EE Professor Javad Ghaderi and PhD Student Christos Tsanikidis Receive the 2020 IEEE INFOCOM Best Paper Award

The paper “On the Power of Randomization for Scheduling Real-Time Traffic in Wireless Networks”, coauthored by EE Professor Javad Ghaderi and his PhD student Christos Tsanikidis won the Best Paper Award at IEEE INFOCOM 2020.

IEEE INFOCOM (IEEE International Conference on Computer Communications) is a top ranked conference in the communications and networking areas. This year, the conference received 1,354 paper submissions, out of which 268 papers were accepted (acceptance rate: 19.7%), and three papers were awarded Best Paper.

Much of the prior work on scheduling algorithms for wireless networks focuses on maximizing long-term throughput. However, for many emerging real-time applications (e.g., IoT, vehicular networks, edge computing), delays and deadline guarantees on packet delivery are more important than just long-term throughput. In these applications, packets that are not received within their deadlines are of little or no use and are discarded.

“We have created a new class of randomized algorithms and techniques for scheduling deadline-constrained packets in wireless networks, which is significantly more challenging than traditional scheduling. I am honored that our result has been recognized by the INFOCOM Best Paper Award,” said Ghaderi.

The objective is to maximize the fraction of packets of each link which are delivered within their deadlines, which is referred to as delivery ratio. In the past 10 years, this problem had been studied under restrictive frame-based traffic models (where packet arrivals and their deadlines are known ahead of time), or greedy maximal scheduling schemes.

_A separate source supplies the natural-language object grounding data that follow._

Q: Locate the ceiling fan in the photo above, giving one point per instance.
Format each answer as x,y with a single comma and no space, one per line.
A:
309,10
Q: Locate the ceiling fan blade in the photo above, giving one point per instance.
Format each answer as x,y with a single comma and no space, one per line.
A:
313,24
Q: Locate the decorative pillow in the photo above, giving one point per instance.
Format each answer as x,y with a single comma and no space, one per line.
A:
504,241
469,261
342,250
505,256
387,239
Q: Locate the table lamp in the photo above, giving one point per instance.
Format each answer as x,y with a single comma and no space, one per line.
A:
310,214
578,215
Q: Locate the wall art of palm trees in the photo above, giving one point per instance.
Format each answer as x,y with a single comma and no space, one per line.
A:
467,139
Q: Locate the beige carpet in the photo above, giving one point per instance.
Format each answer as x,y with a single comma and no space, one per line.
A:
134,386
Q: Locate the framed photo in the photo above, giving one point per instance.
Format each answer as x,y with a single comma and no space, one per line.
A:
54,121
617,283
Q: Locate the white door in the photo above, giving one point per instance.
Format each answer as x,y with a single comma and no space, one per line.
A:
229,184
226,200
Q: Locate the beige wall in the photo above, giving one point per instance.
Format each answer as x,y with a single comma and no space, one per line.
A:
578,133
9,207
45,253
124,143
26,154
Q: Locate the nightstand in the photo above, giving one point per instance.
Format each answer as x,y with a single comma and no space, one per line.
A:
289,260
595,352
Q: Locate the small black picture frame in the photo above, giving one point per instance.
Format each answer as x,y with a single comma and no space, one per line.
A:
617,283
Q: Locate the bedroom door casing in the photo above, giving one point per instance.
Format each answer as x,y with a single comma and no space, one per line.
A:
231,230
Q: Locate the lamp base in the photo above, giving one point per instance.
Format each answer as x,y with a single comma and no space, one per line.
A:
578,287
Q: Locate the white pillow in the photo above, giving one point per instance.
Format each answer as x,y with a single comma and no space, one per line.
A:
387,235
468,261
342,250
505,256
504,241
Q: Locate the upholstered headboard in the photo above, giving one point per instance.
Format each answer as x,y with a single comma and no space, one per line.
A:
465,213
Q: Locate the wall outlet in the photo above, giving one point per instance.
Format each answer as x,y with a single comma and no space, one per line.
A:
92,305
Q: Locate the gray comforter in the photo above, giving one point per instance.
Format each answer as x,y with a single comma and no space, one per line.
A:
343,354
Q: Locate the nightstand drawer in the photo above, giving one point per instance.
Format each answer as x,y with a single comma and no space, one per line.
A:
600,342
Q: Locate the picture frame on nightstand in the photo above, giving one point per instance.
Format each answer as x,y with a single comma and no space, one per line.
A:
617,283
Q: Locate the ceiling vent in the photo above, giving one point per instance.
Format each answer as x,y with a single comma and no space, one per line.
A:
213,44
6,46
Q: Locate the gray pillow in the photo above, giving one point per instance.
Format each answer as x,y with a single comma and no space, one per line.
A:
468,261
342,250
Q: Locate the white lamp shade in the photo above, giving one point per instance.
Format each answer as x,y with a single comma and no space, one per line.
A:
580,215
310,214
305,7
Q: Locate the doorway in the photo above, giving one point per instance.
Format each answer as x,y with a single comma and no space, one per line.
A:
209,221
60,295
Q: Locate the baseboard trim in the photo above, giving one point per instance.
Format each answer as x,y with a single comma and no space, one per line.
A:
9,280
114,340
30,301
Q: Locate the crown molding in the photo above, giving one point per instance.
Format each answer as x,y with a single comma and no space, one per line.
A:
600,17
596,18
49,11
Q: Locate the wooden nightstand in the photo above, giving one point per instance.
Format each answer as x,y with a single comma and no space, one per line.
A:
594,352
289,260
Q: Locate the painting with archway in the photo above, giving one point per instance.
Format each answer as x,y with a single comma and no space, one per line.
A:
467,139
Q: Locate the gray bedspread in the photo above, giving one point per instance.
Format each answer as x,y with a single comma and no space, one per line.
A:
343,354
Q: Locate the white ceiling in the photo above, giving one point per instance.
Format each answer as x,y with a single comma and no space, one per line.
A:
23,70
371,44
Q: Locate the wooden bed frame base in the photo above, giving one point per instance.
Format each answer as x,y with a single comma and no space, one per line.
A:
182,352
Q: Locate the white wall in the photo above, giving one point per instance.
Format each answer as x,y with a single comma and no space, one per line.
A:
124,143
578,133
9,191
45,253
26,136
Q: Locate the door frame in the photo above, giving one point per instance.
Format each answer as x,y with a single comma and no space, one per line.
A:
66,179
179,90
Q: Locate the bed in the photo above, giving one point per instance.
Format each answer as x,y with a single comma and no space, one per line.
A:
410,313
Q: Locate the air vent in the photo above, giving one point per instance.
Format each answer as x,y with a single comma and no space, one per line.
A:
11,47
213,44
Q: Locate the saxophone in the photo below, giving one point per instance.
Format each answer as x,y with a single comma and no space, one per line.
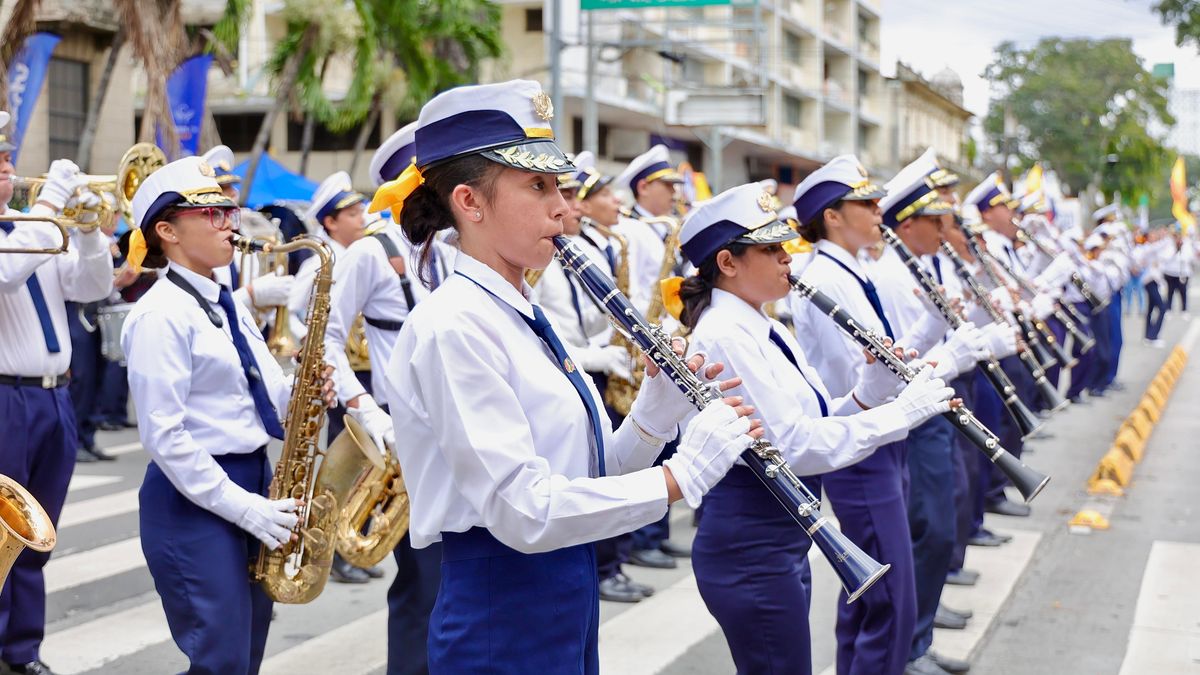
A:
297,572
621,393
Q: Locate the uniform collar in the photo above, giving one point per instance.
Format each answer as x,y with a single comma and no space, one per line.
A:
491,281
741,314
208,288
841,255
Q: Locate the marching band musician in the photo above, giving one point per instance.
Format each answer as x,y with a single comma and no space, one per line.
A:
35,356
377,278
586,333
510,463
209,398
750,567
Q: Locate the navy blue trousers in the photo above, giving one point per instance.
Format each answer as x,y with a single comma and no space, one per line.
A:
201,567
875,632
503,611
40,457
411,599
751,567
87,375
931,520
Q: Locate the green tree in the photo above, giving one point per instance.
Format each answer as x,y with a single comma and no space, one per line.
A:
1086,107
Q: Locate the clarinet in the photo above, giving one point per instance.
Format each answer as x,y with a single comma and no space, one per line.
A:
1053,399
856,569
1027,481
990,368
1061,354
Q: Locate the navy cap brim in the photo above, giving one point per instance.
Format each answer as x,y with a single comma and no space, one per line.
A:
539,155
774,232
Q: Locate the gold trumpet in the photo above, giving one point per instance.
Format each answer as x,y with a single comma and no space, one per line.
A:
23,523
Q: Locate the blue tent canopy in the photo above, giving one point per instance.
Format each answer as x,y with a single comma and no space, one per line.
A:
273,183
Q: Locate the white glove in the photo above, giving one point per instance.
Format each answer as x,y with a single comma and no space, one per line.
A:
1001,340
1042,305
271,291
270,521
923,398
879,386
61,181
376,423
711,444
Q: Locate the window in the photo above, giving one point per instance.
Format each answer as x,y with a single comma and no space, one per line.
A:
793,112
533,19
324,141
238,130
69,84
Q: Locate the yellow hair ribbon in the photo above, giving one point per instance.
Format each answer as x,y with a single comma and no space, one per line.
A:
670,288
391,195
137,250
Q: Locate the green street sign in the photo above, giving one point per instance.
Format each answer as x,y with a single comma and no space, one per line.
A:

In their work, Ghaderi and his student provide causal scheduling algorithms for any traffic (arrival and deadline) process that evolves as an ``unknown’’ Markov chain (without knowing what packets with what deadlines arrive in future). Their algorithms significantly outperform greedy maximal scheduling policies. They have shown that it is possible to achieve a constant fraction of ``real-time’’ throughput region in any general network topology, and for any traffic Markov chain, without knowing the Markov chain. Their proposed randomized algorithms achieve at least 0.63 of optimal for collocated networks, and at least 0.5 of optimal for general networks.